There is one bright spot here, and that's the musical score by Joseph Bishara. It's soaring when it needs to be, haunting at times, and in some scenes the strings sound like they're emitting the screams of old souls spinning in their graves. Bishara's approach to scoring a horror film feels fresh, while Wan seems stuck on the genre's well-worn paths.

Director Michel Gondry, most known for Eternal Sunshine of the Spotless Mind, is certainly not bound by tradition.  His new documentary Is The Man Who Is Tall Happy?: An Animated Conversation With Noam Chomsky, is the most beguiling documentary to come out in recent times.

Gondry sat with activist Chomsky for years discussing topics ranging from religion to science to language, to the mystery of inspiration.  Their dialogue is presented here in animated form, with Gondry creating childlike illustrations to amplify Chomsky's compelling ideas and thoughts. The drama comes from Gondry's struggle with the English language, and his occasional failure to make his thoughts clear to Chomsky. Chomsky is patient, and there's a kindness that emanates from him. Watching this film felt like being in the next room, listening in to a conversation that you wouldn't ordinarily be part of, yet you can't stop listening. Gondry's drawings, cartoonish and surreal, are what we might imagine in our heads as we try to follow the high-blown topics.
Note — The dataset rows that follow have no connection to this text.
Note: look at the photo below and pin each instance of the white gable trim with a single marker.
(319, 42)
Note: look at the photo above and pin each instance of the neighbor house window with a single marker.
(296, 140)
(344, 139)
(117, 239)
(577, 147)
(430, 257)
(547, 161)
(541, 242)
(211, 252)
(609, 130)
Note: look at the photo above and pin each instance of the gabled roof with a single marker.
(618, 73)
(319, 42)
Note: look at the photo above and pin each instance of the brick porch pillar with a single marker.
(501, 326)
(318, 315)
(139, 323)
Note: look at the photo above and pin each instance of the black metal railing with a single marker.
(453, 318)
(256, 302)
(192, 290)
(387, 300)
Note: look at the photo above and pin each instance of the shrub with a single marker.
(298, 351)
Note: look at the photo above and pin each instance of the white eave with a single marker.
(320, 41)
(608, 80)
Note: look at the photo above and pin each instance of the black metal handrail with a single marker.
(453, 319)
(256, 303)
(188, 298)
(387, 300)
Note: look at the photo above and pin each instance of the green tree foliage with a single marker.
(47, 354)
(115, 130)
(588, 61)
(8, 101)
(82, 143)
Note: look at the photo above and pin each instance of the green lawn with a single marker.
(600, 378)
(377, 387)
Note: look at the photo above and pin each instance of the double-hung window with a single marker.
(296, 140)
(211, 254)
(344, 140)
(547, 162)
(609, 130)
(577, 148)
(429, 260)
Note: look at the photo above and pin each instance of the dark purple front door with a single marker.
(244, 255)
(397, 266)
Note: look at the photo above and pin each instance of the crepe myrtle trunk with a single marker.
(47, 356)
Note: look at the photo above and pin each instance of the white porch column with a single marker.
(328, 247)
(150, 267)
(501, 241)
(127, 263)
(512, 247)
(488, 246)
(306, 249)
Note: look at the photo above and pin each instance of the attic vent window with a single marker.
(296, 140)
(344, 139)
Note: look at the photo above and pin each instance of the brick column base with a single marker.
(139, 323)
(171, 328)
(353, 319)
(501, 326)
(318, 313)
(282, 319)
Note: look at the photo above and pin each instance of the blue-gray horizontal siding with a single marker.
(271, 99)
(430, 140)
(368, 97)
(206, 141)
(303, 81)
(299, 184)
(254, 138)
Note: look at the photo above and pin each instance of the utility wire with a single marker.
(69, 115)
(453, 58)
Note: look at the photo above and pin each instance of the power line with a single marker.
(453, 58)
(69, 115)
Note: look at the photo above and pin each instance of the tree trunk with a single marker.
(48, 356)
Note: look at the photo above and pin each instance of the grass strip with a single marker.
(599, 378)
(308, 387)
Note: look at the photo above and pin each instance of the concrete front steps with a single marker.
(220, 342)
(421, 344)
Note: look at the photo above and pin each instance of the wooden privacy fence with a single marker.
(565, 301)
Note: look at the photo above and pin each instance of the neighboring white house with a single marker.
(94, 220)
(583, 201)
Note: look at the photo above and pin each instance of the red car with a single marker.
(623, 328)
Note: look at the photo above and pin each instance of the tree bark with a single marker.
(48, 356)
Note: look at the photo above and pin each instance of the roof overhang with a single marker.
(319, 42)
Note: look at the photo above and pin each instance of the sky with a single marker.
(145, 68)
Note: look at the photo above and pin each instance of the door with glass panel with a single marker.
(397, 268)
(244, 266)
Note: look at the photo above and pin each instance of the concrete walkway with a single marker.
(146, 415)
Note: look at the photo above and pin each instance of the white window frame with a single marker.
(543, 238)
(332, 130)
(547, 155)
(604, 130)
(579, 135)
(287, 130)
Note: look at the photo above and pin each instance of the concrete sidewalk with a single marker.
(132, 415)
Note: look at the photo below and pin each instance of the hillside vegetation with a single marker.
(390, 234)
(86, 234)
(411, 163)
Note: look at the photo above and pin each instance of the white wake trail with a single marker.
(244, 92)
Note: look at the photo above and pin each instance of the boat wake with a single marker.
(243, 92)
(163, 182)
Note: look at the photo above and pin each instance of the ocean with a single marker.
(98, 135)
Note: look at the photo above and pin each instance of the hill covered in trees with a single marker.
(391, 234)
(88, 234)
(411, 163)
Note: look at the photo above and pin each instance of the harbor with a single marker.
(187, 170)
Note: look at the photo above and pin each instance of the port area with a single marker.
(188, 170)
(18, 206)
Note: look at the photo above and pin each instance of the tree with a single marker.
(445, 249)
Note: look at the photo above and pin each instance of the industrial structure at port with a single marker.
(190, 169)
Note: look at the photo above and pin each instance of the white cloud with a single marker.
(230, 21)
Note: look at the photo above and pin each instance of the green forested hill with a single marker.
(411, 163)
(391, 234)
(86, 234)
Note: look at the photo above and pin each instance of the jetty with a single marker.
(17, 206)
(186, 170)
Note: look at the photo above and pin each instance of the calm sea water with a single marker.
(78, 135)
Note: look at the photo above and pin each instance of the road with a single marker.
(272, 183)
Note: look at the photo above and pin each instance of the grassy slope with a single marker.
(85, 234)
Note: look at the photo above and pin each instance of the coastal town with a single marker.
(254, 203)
Particularly moving is when Chomsky chooses not to discuss his late wife, uncomfortable with such a sad subject. Gondry responds with a drawing of Chomsky and his wife as a childlike bride and groom, walking hand in hand through a surreal woodland area, reminding me of John Updike's description of himself and his first wife, "hand in hand, smaller than Hansel and Gretel." I liked this documentary, particularly when Chomsky says he doesn't give much thought to happiness. What a novel idea! Especially now, when so many people not only treat happiness as an inalienable right, but look down on those who don't chase it like the Holy Grail.